How do you document these things? A lot of schools run "Career and Technical Education" (CTE) courses that help students learn fundamentals in a line of work … cosmetology, public safety, diesel engines, biomedicine, network administration, GIS. Many of these courses involve independent tests on established principles, latest patterns, and current technology.
Esri offers certification about Esri software. But even the most basic -- "ArcGIS Desktop Entry Level" -- is no slouch of an exam. It is designed for GIS users with up to two years of applied experience. I can vouch for the breadth of its coverage; I took the Desktop Entry 10.5 exam a couple of weeks ago. The published info shows that it includes content about ArcMap, ArcGIS Pro, ArcGIS Online, and even ArcGIS Enterprise. The Certification Team has presented enough for someone to do a critical self-check about their readiness. Given the $225 cost of each exam, scouring these materials is time well-spent.
Should secondary students take this exam? It is absolutely not designed for them. There are significant legal and logistical challenges to overcome before one can take the exam. Minors must complete additional paperwork weeks ahead. Still, some educators have steered their students toward it. There is a frightfully low likelihood that a high school student even with two years of hour-per-day classes will pass. (Again, the course was designed for the entry-level professional with up to two years … 4000 hours … of applied experience.)
Should educators take the exam? This makes much more sense, especially in a CTE class. Just as high school teachers get "content certified," it makes sense to earn a software certification if one is teaching what would represent entry-level GIS jobs. It may help the educator (re-)discover the lightning pace of software evolution, the breadth of the ArcGIS platform, and the difference between "just a map" and "a tool for analysis, communication, and problem solving."
So, does GIS even belong in schools, and especially CTE? Absolutely. The combination of "job-specific fundamentals" and "soft skills" can be built starting even in elementary school.

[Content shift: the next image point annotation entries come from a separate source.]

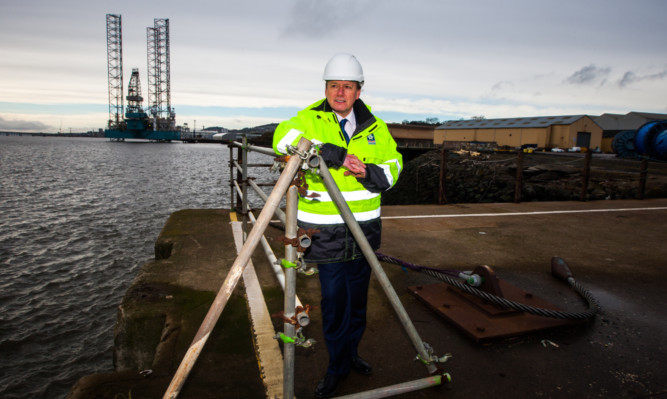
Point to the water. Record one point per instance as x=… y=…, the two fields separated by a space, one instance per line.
x=78 y=218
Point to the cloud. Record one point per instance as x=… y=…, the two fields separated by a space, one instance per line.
x=630 y=77
x=588 y=75
x=22 y=125
x=319 y=19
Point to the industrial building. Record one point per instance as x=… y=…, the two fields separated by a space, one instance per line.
x=547 y=132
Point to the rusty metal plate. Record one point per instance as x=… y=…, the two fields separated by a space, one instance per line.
x=482 y=320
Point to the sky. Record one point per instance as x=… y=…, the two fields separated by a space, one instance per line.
x=240 y=64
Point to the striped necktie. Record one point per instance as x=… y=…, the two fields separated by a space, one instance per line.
x=342 y=127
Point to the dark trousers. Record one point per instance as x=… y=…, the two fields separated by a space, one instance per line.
x=344 y=297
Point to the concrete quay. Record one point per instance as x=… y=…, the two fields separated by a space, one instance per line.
x=615 y=249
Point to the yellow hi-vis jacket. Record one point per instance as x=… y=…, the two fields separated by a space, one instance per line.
x=372 y=143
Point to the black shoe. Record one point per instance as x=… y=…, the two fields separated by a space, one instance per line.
x=327 y=386
x=361 y=366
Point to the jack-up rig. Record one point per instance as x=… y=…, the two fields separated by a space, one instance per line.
x=158 y=121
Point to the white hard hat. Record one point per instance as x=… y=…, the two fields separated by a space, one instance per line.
x=344 y=66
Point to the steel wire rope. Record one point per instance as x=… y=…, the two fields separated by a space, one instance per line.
x=446 y=276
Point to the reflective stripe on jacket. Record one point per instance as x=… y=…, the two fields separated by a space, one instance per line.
x=373 y=145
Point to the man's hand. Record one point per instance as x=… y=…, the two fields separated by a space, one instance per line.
x=354 y=166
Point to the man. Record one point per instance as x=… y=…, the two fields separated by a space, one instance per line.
x=363 y=160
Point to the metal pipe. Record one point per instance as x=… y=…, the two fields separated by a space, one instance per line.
x=231 y=176
x=244 y=187
x=290 y=286
x=398 y=389
x=234 y=274
x=368 y=252
x=302 y=317
x=279 y=213
x=263 y=150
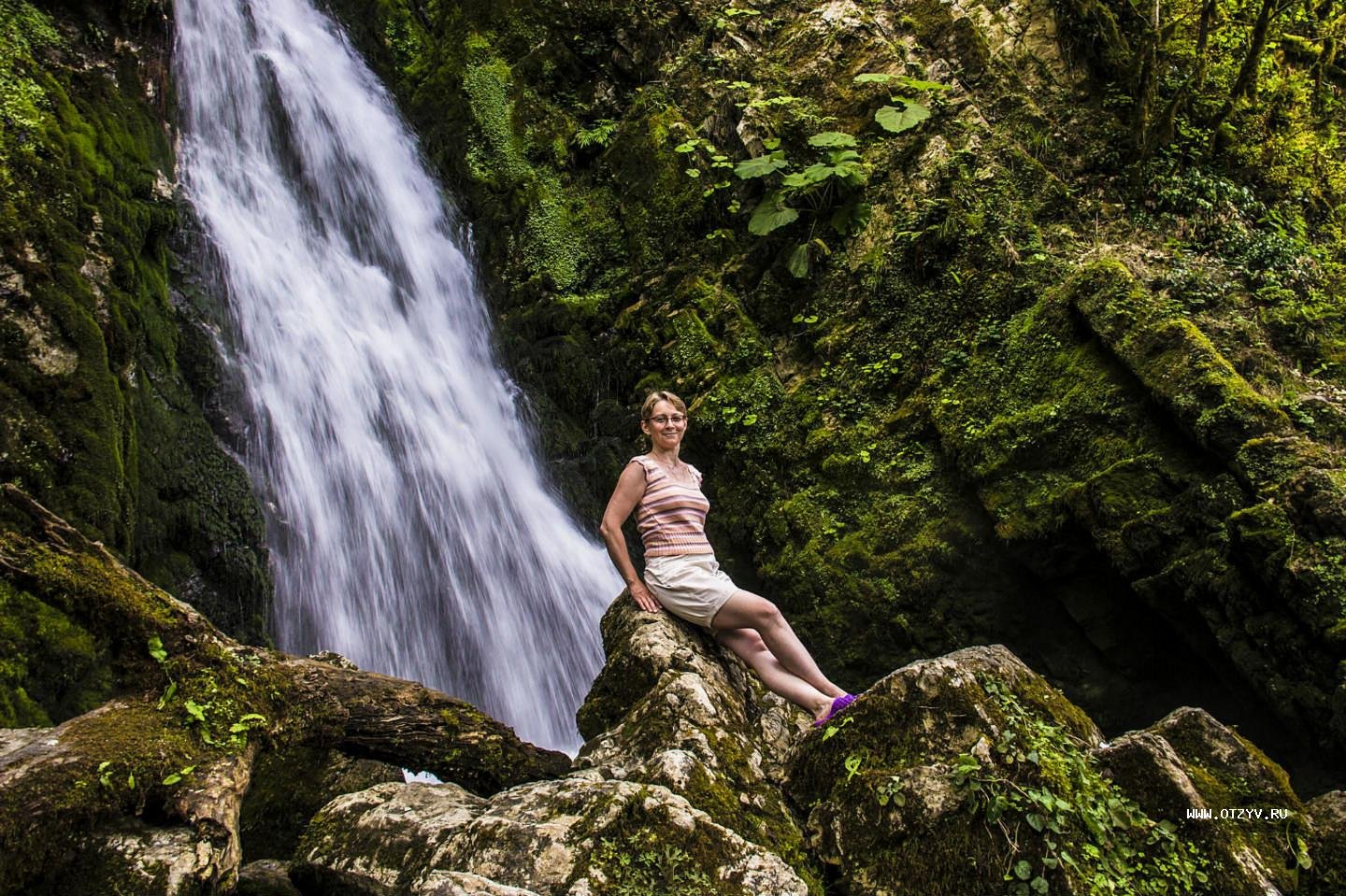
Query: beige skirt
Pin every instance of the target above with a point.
(691, 587)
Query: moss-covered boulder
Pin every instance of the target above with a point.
(969, 774)
(672, 708)
(571, 835)
(1221, 794)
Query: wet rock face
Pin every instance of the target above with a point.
(886, 806)
(1221, 792)
(572, 835)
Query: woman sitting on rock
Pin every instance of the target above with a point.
(681, 572)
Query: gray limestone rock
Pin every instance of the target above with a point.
(687, 715)
(574, 835)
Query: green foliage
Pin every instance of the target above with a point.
(50, 667)
(896, 120)
(598, 135)
(1065, 819)
(771, 214)
(23, 101)
(909, 113)
(646, 867)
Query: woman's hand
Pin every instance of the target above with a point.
(644, 598)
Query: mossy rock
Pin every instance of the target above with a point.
(1218, 791)
(953, 771)
(290, 786)
(553, 837)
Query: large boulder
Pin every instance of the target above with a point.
(675, 709)
(953, 773)
(578, 835)
(1221, 794)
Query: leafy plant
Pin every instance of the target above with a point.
(645, 867)
(598, 135)
(909, 113)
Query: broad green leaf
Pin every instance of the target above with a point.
(831, 139)
(923, 85)
(898, 120)
(817, 173)
(770, 214)
(761, 165)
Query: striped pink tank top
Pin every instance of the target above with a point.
(670, 516)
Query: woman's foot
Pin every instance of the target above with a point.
(829, 709)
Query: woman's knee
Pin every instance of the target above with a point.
(766, 614)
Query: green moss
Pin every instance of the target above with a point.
(95, 418)
(50, 667)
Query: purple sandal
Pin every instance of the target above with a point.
(838, 705)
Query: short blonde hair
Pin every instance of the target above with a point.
(656, 397)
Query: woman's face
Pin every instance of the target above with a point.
(663, 428)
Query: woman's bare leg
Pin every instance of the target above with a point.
(746, 610)
(752, 650)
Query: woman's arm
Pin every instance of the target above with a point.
(630, 486)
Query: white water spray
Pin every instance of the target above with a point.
(409, 523)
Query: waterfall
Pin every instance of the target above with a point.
(409, 523)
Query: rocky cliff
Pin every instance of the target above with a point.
(107, 345)
(1012, 323)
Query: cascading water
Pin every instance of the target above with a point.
(410, 528)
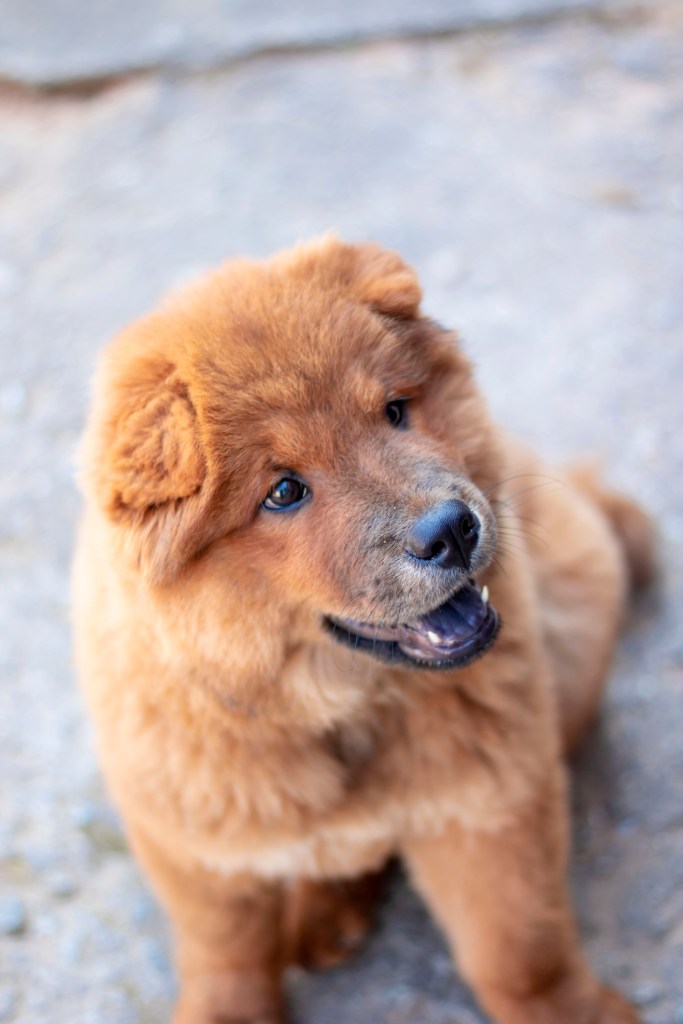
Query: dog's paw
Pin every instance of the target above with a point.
(245, 997)
(614, 1010)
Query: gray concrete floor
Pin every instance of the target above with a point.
(526, 157)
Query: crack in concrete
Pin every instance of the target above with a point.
(87, 87)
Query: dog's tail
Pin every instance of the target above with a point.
(631, 524)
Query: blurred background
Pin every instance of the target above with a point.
(526, 156)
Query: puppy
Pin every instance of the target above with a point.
(327, 612)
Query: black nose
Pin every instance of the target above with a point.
(445, 536)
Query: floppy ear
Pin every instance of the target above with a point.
(385, 283)
(144, 463)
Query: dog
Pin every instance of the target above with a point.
(327, 613)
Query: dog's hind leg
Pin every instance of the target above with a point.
(228, 938)
(591, 548)
(326, 922)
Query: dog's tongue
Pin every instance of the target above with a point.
(459, 630)
(447, 629)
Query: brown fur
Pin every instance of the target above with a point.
(257, 763)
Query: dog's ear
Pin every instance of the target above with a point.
(144, 463)
(368, 272)
(385, 283)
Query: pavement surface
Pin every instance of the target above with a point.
(526, 157)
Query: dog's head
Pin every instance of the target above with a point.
(298, 423)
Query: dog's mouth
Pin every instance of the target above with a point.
(449, 637)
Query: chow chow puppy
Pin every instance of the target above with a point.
(327, 612)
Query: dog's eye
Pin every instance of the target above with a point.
(286, 494)
(396, 413)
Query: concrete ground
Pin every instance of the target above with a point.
(526, 157)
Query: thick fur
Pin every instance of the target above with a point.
(257, 763)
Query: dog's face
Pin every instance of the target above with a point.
(299, 422)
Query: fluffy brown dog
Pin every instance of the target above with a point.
(297, 507)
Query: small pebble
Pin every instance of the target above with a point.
(8, 1000)
(12, 915)
(646, 994)
(62, 886)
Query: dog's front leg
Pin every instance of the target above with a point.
(501, 898)
(228, 938)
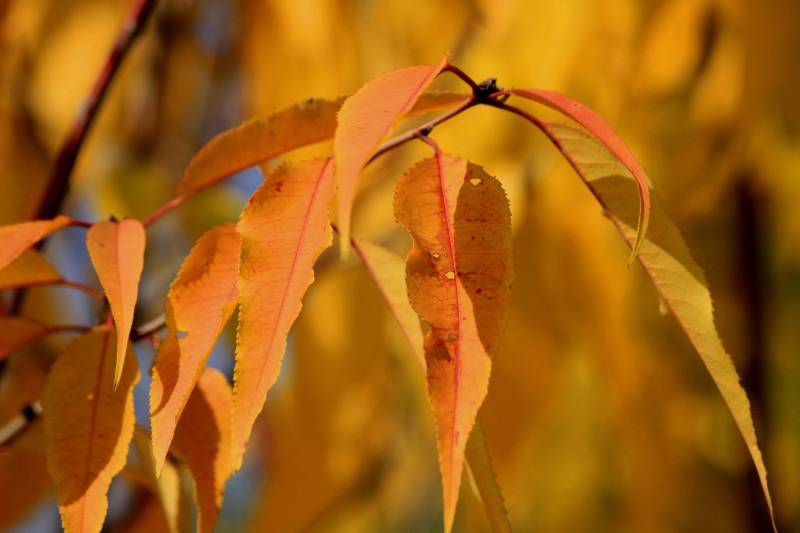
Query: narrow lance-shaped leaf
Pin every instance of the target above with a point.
(388, 271)
(365, 119)
(88, 426)
(667, 260)
(199, 304)
(598, 127)
(259, 140)
(203, 442)
(17, 238)
(30, 268)
(458, 275)
(284, 228)
(117, 253)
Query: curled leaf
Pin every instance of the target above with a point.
(284, 228)
(598, 127)
(364, 120)
(88, 426)
(458, 275)
(667, 260)
(17, 238)
(117, 253)
(199, 304)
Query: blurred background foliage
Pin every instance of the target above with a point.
(600, 417)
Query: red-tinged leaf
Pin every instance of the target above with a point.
(388, 271)
(203, 442)
(17, 332)
(669, 264)
(283, 228)
(199, 304)
(598, 127)
(458, 275)
(30, 268)
(19, 237)
(88, 426)
(259, 140)
(117, 253)
(365, 119)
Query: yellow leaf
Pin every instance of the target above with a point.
(458, 275)
(364, 120)
(117, 253)
(283, 228)
(199, 304)
(18, 331)
(667, 260)
(30, 268)
(88, 426)
(17, 238)
(203, 442)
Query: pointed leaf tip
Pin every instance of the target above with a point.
(116, 250)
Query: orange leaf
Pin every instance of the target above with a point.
(203, 442)
(18, 331)
(284, 228)
(117, 253)
(603, 132)
(19, 237)
(88, 426)
(199, 304)
(30, 268)
(458, 275)
(364, 120)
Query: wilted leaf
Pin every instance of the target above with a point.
(30, 268)
(203, 442)
(364, 120)
(117, 253)
(603, 132)
(458, 275)
(18, 331)
(88, 426)
(17, 238)
(667, 260)
(284, 228)
(199, 304)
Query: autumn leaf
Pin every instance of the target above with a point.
(203, 442)
(458, 275)
(18, 331)
(259, 140)
(669, 264)
(17, 238)
(364, 120)
(199, 304)
(88, 426)
(30, 268)
(117, 253)
(598, 127)
(284, 228)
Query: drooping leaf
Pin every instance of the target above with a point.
(284, 228)
(30, 268)
(603, 132)
(388, 271)
(458, 275)
(18, 331)
(199, 304)
(117, 253)
(88, 426)
(669, 264)
(259, 140)
(17, 238)
(364, 120)
(203, 442)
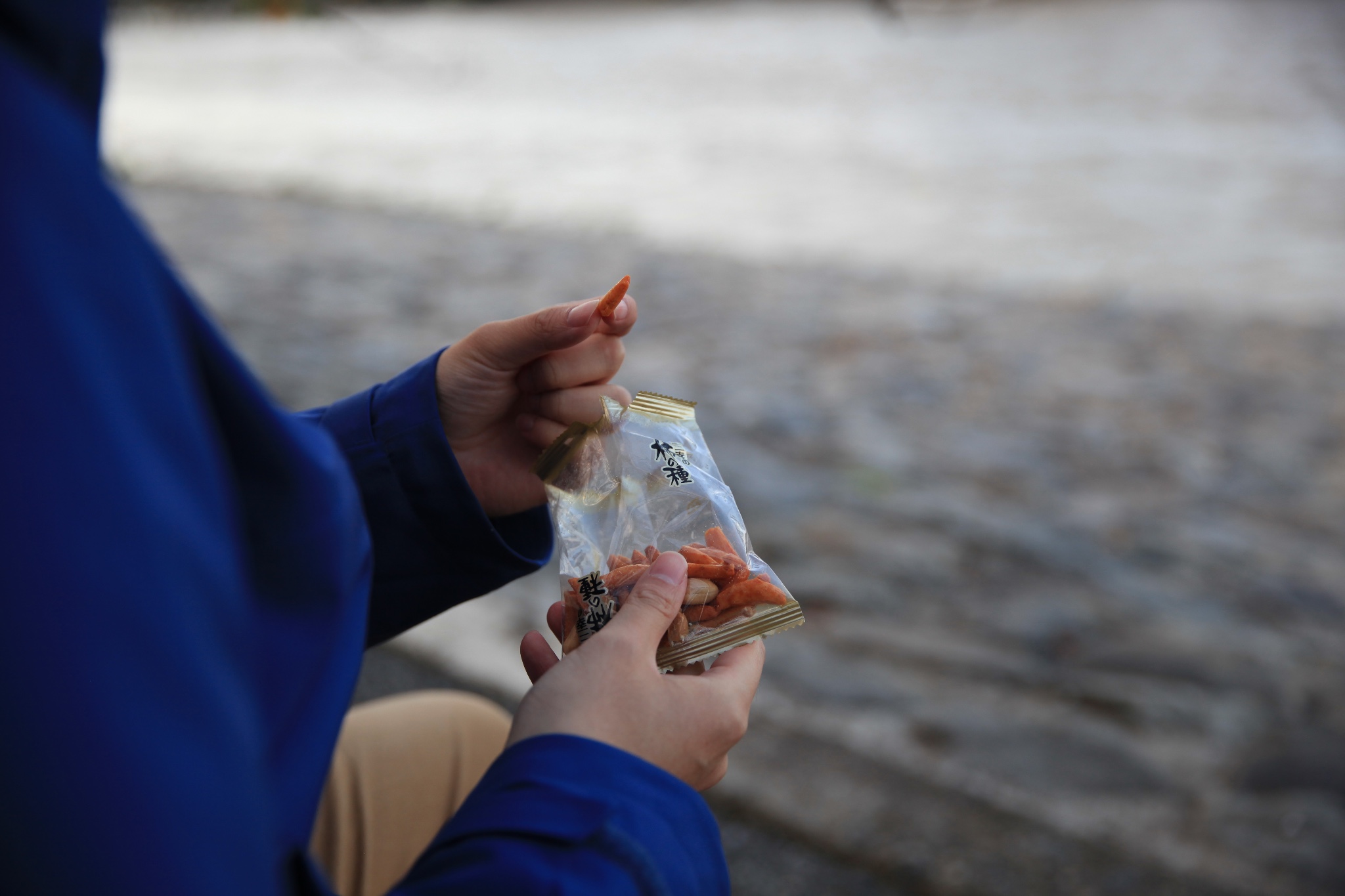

Developing capacity to understand maps, create and analyze data, communicate powerfully, collaborate, solve problems, and so on, cannot develop sufficiently high in a single year of hour-per-day class. GIS has a home in every situation involving data and locations, whether learning U.S. history, analyzing local community situations, or modeling global threats. Educators need always to design appropriate and realistic measures of student capacity and achievement, clarifying student responsibilities, and building in their students scholarship, artisanship, and citizenship. (Thank you, Michael Hartoonian.) Documenting this with a digital portfolio, perhaps via a Story Map Journal, might be a useful model.